The Real Consequences
The consequences of this inequality go beyond the wealth getting wealthier. It's about people spending additional funds for their healthcare, rent and vet bills without seeing any substantial income improvement. And Collins said the hardship and discontent of this kind of society can lead to serious unrest.
"The most powerful oligarchs understand people are being marginalized [and] are financially struggling," Collins said, adding that Republicans have been good at tapping into a potent "fake grassroots movement".
Political Reality
The paradox, Collins points out in his book, is that elected representatives have appointed a series of billionaires to government roles. Along with affluent innovators who had brief but powerful roles overseeing substantial reductions to the federal workforce, other important roles for commerce, treasury, education and the interior are also all billionaires.
This government structure, along with help from political partners, helped pass significant fiscal policies, which will make lasting reductions for the wealthy and corporations.
Potential Changes
While legislative bodies continue to argue that border policies and poor economic deals are the source of everyone's economic problems, "the issue remains: Will the alternative political group, which has also been captured by the billionaires and big money, be able to effectively tackle the underlying harms?" Collins said.

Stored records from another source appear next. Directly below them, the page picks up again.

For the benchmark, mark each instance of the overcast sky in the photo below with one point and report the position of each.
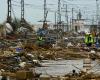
(34, 12)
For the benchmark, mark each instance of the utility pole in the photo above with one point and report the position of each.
(45, 11)
(97, 14)
(9, 11)
(45, 26)
(59, 11)
(72, 18)
(22, 13)
(55, 20)
(66, 16)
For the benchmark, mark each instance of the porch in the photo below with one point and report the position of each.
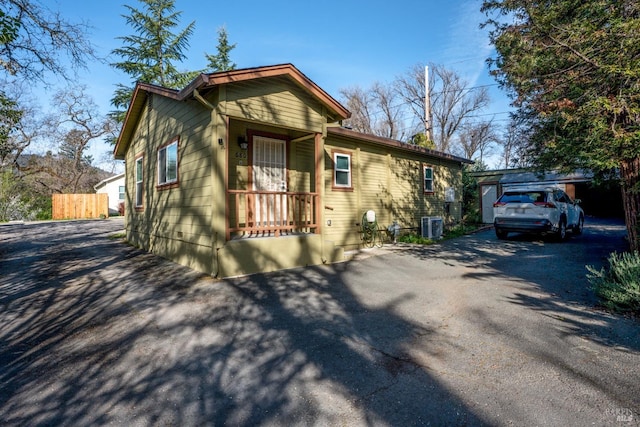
(254, 213)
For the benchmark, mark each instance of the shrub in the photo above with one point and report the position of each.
(414, 238)
(618, 286)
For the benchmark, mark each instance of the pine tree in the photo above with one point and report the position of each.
(221, 61)
(152, 53)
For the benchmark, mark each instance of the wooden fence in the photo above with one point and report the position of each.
(80, 206)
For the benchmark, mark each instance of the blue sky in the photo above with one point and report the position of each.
(336, 44)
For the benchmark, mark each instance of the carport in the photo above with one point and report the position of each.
(602, 200)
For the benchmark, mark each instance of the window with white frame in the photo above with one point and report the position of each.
(139, 182)
(342, 170)
(428, 179)
(168, 163)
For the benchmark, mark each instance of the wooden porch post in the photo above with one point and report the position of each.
(319, 190)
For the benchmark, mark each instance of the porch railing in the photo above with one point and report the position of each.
(269, 213)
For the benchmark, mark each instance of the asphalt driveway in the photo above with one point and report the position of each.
(472, 331)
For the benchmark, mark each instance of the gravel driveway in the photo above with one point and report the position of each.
(471, 331)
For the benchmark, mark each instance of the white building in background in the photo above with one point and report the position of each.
(114, 188)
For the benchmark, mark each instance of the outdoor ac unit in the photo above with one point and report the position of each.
(432, 227)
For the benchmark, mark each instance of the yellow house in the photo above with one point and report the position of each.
(250, 171)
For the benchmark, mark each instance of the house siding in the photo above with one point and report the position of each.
(275, 101)
(197, 222)
(175, 222)
(389, 182)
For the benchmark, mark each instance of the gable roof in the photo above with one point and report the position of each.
(108, 180)
(206, 81)
(394, 143)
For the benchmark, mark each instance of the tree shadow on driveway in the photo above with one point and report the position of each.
(531, 305)
(97, 332)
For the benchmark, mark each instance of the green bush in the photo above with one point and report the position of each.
(414, 238)
(618, 286)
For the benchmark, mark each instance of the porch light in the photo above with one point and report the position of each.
(243, 143)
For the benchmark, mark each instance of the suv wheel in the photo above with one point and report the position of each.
(561, 234)
(577, 229)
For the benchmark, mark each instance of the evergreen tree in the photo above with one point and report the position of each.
(222, 60)
(152, 53)
(572, 68)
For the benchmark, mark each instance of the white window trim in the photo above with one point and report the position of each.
(336, 170)
(424, 179)
(166, 165)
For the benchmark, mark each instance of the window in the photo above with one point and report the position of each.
(342, 170)
(168, 163)
(428, 179)
(139, 181)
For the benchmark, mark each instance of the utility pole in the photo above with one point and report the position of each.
(427, 105)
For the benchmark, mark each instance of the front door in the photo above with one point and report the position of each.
(489, 195)
(270, 174)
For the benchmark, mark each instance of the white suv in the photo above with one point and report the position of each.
(540, 210)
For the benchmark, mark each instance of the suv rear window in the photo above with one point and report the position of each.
(523, 197)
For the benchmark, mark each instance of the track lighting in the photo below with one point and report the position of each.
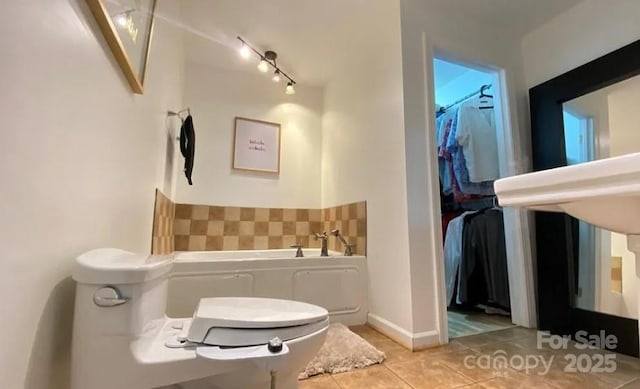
(244, 51)
(268, 59)
(263, 66)
(289, 89)
(276, 76)
(123, 17)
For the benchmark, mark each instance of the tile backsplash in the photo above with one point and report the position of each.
(213, 228)
(163, 239)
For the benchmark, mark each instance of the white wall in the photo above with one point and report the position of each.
(215, 99)
(427, 29)
(80, 156)
(581, 34)
(624, 139)
(363, 159)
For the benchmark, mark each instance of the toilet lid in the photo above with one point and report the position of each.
(253, 314)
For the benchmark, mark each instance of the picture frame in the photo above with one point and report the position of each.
(127, 26)
(256, 145)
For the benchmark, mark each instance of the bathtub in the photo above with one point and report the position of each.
(337, 283)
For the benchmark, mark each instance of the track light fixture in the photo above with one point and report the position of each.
(276, 76)
(268, 59)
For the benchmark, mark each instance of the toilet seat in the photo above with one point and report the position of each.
(250, 321)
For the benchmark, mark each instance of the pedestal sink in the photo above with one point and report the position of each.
(605, 193)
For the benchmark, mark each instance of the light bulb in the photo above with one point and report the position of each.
(122, 20)
(289, 90)
(263, 66)
(244, 51)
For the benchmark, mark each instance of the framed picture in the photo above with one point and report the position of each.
(127, 26)
(256, 145)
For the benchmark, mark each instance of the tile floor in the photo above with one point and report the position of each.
(444, 368)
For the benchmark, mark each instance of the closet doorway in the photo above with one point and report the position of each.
(468, 138)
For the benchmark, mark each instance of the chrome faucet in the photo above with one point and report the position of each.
(299, 247)
(348, 252)
(324, 237)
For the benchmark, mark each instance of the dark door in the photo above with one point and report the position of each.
(557, 235)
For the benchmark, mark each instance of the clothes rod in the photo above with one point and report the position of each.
(173, 113)
(467, 97)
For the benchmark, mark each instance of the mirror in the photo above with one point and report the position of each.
(598, 125)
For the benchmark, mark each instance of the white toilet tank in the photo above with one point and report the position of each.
(118, 291)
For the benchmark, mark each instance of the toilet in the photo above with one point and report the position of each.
(123, 339)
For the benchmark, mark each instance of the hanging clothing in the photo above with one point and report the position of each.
(483, 277)
(188, 146)
(453, 253)
(476, 134)
(443, 128)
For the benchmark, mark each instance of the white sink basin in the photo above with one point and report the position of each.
(605, 193)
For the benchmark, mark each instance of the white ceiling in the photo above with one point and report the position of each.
(313, 38)
(517, 16)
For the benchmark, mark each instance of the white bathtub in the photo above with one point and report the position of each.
(337, 283)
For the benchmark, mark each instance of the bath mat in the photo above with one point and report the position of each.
(342, 351)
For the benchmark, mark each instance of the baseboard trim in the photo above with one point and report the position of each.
(406, 338)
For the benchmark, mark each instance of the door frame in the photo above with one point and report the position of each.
(518, 238)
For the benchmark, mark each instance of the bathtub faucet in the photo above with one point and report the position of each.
(347, 247)
(324, 237)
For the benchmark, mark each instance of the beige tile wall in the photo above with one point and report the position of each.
(191, 227)
(162, 241)
(213, 228)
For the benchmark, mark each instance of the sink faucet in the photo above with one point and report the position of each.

Liberal leaders, he argues, know what policies are needed to "change wealth distribution", including deep changes to the tax system, raising the minimum wage and strengthening unions.
"It was so, so close, and the bill really did reflect the will of the most of people who really want lawmakers to address some of these pressing issues," Collins said. "Elite control is not about creating so much as blocking. It's easier to block than it is to make something significant occur, but the muscle memory is there. We know what that looks like."
Collins is hopeful that there can be change, but said it would require ongoing legislative effort.
"It may be before we know it that the tide turns, and then it really is about sustaining a continuous public campaign to make progress on this profound imbalance we're living in," he said. "We can fix this. It is addressable."